# First time buyer....



## Guest (Nov 6, 2008)

Hey all, I've been trolling around here for the past couple weeks trying to learn as much as possible, but I think it my be time to take the plunge.

Background: I live in Southern Maine/New Hampshire. I've skied most of my life, lots of park time and I've logged time in the powder of Aspen. I've taken 2 lessons in the past year and I like snowboarding but I need more time on Mtn.

My wife and I are headed back to aspen this christmas. I'm going to ski while I'm out there but I figured that while I was buying new gear I would look to buy a board, boots and bindings. Then get some more lessons or spend some time on the bunny slope :dunno:

I'm 6' tall, 230lbs. and I wear an 11 boot. I like the park, and my wife and I spend a lot of time in the back country or deeper stuff.

I'm in love with the Forum Grudge 09'. But I have no clue about what size I need or what width, and which bindings to go with. Any reccomendations would be great or if this board may be wrong for me, let me know.
Thanks
-Chris


----------



## Guest (Nov 7, 2008)

hey Chris,

How did your lessons go? did you pick snowboarding up fairly easy? Im not too familiar with the rome products as I am other companies. How much are you looking to spend for the entire package? I may have some boards you might be interested in right in your size range. I would put you in probably like a 162-165 depending on the board choice. send me a message and maybe we could work something out.

-Dan
[email protected]


----------



## Guest (Nov 7, 2008)

the lessons went OK. I picked it up quickly but spent a lot of time on my back 

As with anything I need more experience and I am sure it will get easier, OR I will just hire a private insturctor to help me get along better.

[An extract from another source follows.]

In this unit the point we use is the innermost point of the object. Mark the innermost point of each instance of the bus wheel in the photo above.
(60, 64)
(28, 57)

As for price range, compared to skiing, this sport can be a hell of a lot cheaper. I don't mind spending some money to get quality equipment that will last me 2-4 years. Thr Forum boards seem to have the all mtn, park style I'm looking for. I also need something that can withstand ice as well as deep powder. I plan on spending some quality time in CO next season. Thats why I want to get good at it here in the Northeast before I head back out.

I'll shoot you a message and see what you've got.
Thanks
-Chris


----------